A low-glycemic diet, one that avoids foods causing rapid blood sugar spikes, has shown measurable results. In a U.S. study of over 2,200 patients placed on a low-glycemic diet, 87% reported less acne and 91% said they needed less acne medication. Smaller studies in Australia and Korea found that young adults who switched to low-glycemic eating for 10 to 12 weeks had significantly less acne than those eating their usual diet.
High-glycemic foods to limit include white bread, white rice, corn flakes, potato chips, fries, pastries, and sugary drinks. Lower-glycemic alternatives include most fresh vegetables, beans, steel-cut oats, and many fresh fruits. You don’t need to overhaul your entire diet. Swapping a few high-glycemic staples can make a noticeable difference over a couple of months.
Building a Daily Routine That Works
Dermatologists generally recommend a simple routine over a complicated one. A gentle, non-comedogenic (non-pore-clogging) cleanser, one active treatment product, and a lightweight moisturizer form the core.
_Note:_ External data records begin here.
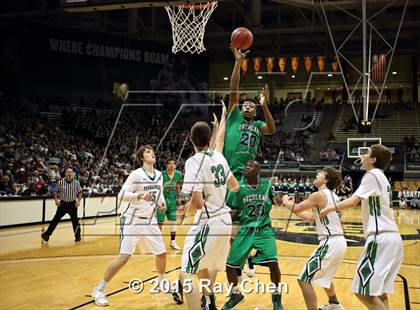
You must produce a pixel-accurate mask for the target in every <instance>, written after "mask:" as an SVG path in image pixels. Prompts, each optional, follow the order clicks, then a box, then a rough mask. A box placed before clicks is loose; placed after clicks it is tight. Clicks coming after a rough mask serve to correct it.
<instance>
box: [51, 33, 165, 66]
mask: <svg viewBox="0 0 420 310" xmlns="http://www.w3.org/2000/svg"><path fill="white" fill-rule="evenodd" d="M49 46H50V51H51V52H53V53H64V54H72V55H86V56H91V57H105V58H112V59H116V60H125V61H134V62H139V63H141V62H143V63H151V64H159V65H164V64H168V63H169V54H167V53H159V52H154V51H148V50H139V49H135V48H126V47H118V46H110V45H103V44H98V43H91V42H83V41H73V40H65V39H59V38H49Z"/></svg>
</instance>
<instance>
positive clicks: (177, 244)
mask: <svg viewBox="0 0 420 310" xmlns="http://www.w3.org/2000/svg"><path fill="white" fill-rule="evenodd" d="M169 246H170V247H171V248H172V249H174V250H181V248H180V247H179V246H178V244H176V241H175V240H171V242H169Z"/></svg>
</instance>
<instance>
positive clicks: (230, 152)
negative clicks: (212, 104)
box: [223, 106, 265, 180]
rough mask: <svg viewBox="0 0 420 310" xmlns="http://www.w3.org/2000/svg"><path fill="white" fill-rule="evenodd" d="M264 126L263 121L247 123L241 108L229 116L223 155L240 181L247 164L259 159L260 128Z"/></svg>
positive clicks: (246, 121) (225, 136) (223, 151)
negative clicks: (245, 167)
mask: <svg viewBox="0 0 420 310" xmlns="http://www.w3.org/2000/svg"><path fill="white" fill-rule="evenodd" d="M264 125H265V123H264V122H263V121H247V120H246V119H245V118H244V117H243V115H242V113H241V111H240V110H239V106H236V107H235V108H234V109H233V110H232V111H231V112H229V113H228V115H227V119H226V134H225V146H224V149H223V155H224V156H225V158H226V160H227V162H228V164H229V167H230V168H231V170H232V172H233V175H234V176H235V177H236V179H238V180H239V179H240V178H242V172H243V171H244V167H245V164H246V162H247V161H248V160H250V159H255V158H256V157H257V153H258V147H259V145H260V143H261V137H262V136H263V133H262V132H261V129H260V128H261V127H262V126H264Z"/></svg>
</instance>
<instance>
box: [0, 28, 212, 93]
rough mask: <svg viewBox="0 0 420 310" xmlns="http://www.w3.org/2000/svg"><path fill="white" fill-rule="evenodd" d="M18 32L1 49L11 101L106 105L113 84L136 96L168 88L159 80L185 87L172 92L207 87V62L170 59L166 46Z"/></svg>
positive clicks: (193, 89) (88, 32)
mask: <svg viewBox="0 0 420 310" xmlns="http://www.w3.org/2000/svg"><path fill="white" fill-rule="evenodd" d="M16 31H17V32H18V33H19V34H16V33H15V31H11V32H10V34H6V36H5V38H4V40H3V41H4V43H3V45H2V46H1V48H2V49H3V50H4V51H8V52H7V53H6V52H4V53H3V54H7V55H8V56H7V58H6V59H5V61H3V63H2V72H3V73H4V75H2V81H1V82H4V83H5V84H3V86H4V85H7V87H6V86H4V90H5V91H7V92H12V93H11V95H21V96H32V97H34V96H38V97H45V96H46V95H48V96H63V95H65V96H68V98H73V97H74V98H80V97H82V96H84V97H85V98H95V99H110V98H111V97H112V85H113V83H114V82H120V83H121V82H124V83H127V84H128V85H129V86H130V89H135V90H151V89H153V88H156V81H158V84H159V83H161V84H165V85H158V86H159V87H158V89H160V88H162V89H163V88H165V87H167V86H168V85H166V84H170V83H167V82H165V81H159V78H167V79H171V78H172V79H173V80H175V81H181V80H182V81H187V82H186V83H181V82H179V83H177V84H176V85H175V84H174V85H173V86H171V85H169V87H172V88H174V89H173V90H194V89H199V88H200V89H202V88H203V85H205V87H207V85H208V71H209V70H208V57H207V56H206V55H204V54H203V55H184V54H179V55H174V54H172V52H171V45H170V44H167V45H160V44H157V43H155V42H152V41H144V40H137V39H134V38H129V37H119V36H112V35H105V34H101V33H95V32H81V31H74V30H68V29H59V28H51V27H44V26H39V25H37V26H29V25H26V26H23V27H21V28H19V29H16ZM12 33H13V35H12ZM10 51H13V52H10ZM162 71H163V72H162ZM0 90H2V89H0Z"/></svg>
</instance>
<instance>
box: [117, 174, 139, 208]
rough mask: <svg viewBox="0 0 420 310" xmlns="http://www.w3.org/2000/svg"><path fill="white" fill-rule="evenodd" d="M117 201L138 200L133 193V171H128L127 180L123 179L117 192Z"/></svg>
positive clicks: (135, 195) (135, 194)
mask: <svg viewBox="0 0 420 310" xmlns="http://www.w3.org/2000/svg"><path fill="white" fill-rule="evenodd" d="M118 201H120V202H121V201H124V202H131V203H136V202H138V201H139V199H138V198H137V194H135V177H134V172H132V173H130V175H129V176H128V178H127V180H125V182H124V184H123V186H122V188H121V190H120V192H119V194H118Z"/></svg>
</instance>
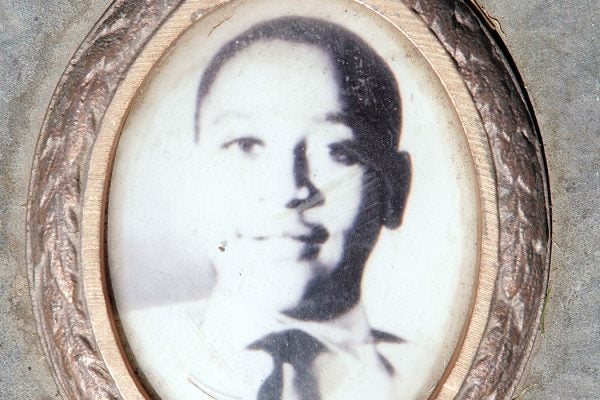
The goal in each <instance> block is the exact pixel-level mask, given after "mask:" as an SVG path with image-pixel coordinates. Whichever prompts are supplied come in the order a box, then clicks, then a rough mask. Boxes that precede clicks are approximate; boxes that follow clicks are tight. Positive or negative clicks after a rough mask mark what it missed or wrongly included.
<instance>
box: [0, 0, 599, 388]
mask: <svg viewBox="0 0 600 400" xmlns="http://www.w3.org/2000/svg"><path fill="white" fill-rule="evenodd" d="M479 3H480V4H481V5H482V7H483V8H484V9H485V10H486V11H487V12H488V14H489V15H490V16H491V17H493V18H494V19H495V21H496V26H497V28H498V30H499V32H500V35H501V36H502V37H503V39H504V41H505V43H506V45H507V47H508V49H509V50H510V52H511V55H512V56H513V58H514V60H515V63H516V65H517V67H518V68H519V70H520V72H521V75H522V77H523V79H524V81H525V83H526V85H527V88H528V91H529V95H530V97H531V100H532V103H533V105H534V108H535V112H536V116H537V119H538V123H539V125H540V129H541V131H542V136H543V140H544V147H545V152H546V157H547V162H548V171H549V176H550V184H551V192H552V203H553V221H554V222H553V254H552V271H551V277H550V296H549V299H548V304H547V310H546V312H545V318H544V326H543V329H542V330H541V331H540V334H539V336H538V340H537V342H536V345H535V348H534V350H533V353H532V357H531V360H530V362H529V365H528V367H527V370H526V372H525V375H524V377H523V379H522V381H521V384H520V387H519V388H518V390H517V393H516V394H515V398H516V399H524V400H525V399H528V400H534V399H535V400H546V399H548V400H554V399H599V398H600V289H599V288H600V268H599V267H600V136H599V134H600V44H599V43H598V37H597V36H598V35H597V32H598V31H599V30H600V29H599V28H600V27H599V26H598V23H599V22H600V21H599V20H600V11H599V8H598V7H599V5H598V1H597V0H565V1H547V0H529V1H527V2H517V1H513V0H480V1H479ZM108 4H109V1H108V0H88V1H85V2H80V1H77V0H71V1H69V0H52V1H49V2H47V1H43V0H2V1H1V2H0V399H55V398H59V397H60V395H59V394H58V392H57V389H56V385H55V384H54V382H53V380H52V376H51V374H50V371H49V366H48V363H47V361H46V360H45V358H44V355H43V354H42V352H41V350H40V345H39V341H38V338H37V336H36V333H35V330H34V328H33V319H32V312H31V303H30V300H29V294H28V287H27V285H28V282H27V272H26V267H25V243H24V240H25V204H26V198H27V185H28V180H29V169H30V166H31V162H32V158H33V152H34V148H35V144H36V140H37V135H38V132H39V129H40V126H41V123H42V119H43V116H44V113H45V110H46V107H47V105H48V103H49V101H50V98H51V95H52V92H53V90H54V87H55V85H56V83H57V82H58V80H59V78H60V76H61V74H62V71H63V70H64V68H65V66H66V65H67V63H68V61H69V59H70V57H71V55H72V54H73V52H74V51H75V49H76V48H77V46H78V45H79V43H80V42H81V40H82V39H83V38H84V37H85V35H86V33H87V32H88V31H89V29H90V28H91V27H92V26H93V24H94V22H95V21H96V20H97V19H98V18H99V17H100V16H101V15H102V13H103V11H104V10H105V9H106V7H107V6H108Z"/></svg>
Sunscreen during the day is essential if you’re using retinoids or benzoyl peroxide, since both increase sun sensitivity.
Layering too many active ingredients at once, like using salicylic acid, benzoyl peroxide, and a retinoid all in the same routine, is a common mistake that leads to irritation without faster results. A better approach is using a retinoid at night and benzoyl peroxide in the morning, or alternating nights. If your skin is sensitive, start with the active ingredient every other night and build up frequency as your skin adjusts. The goal is consistent, long-term use rather than aggressive short bursts.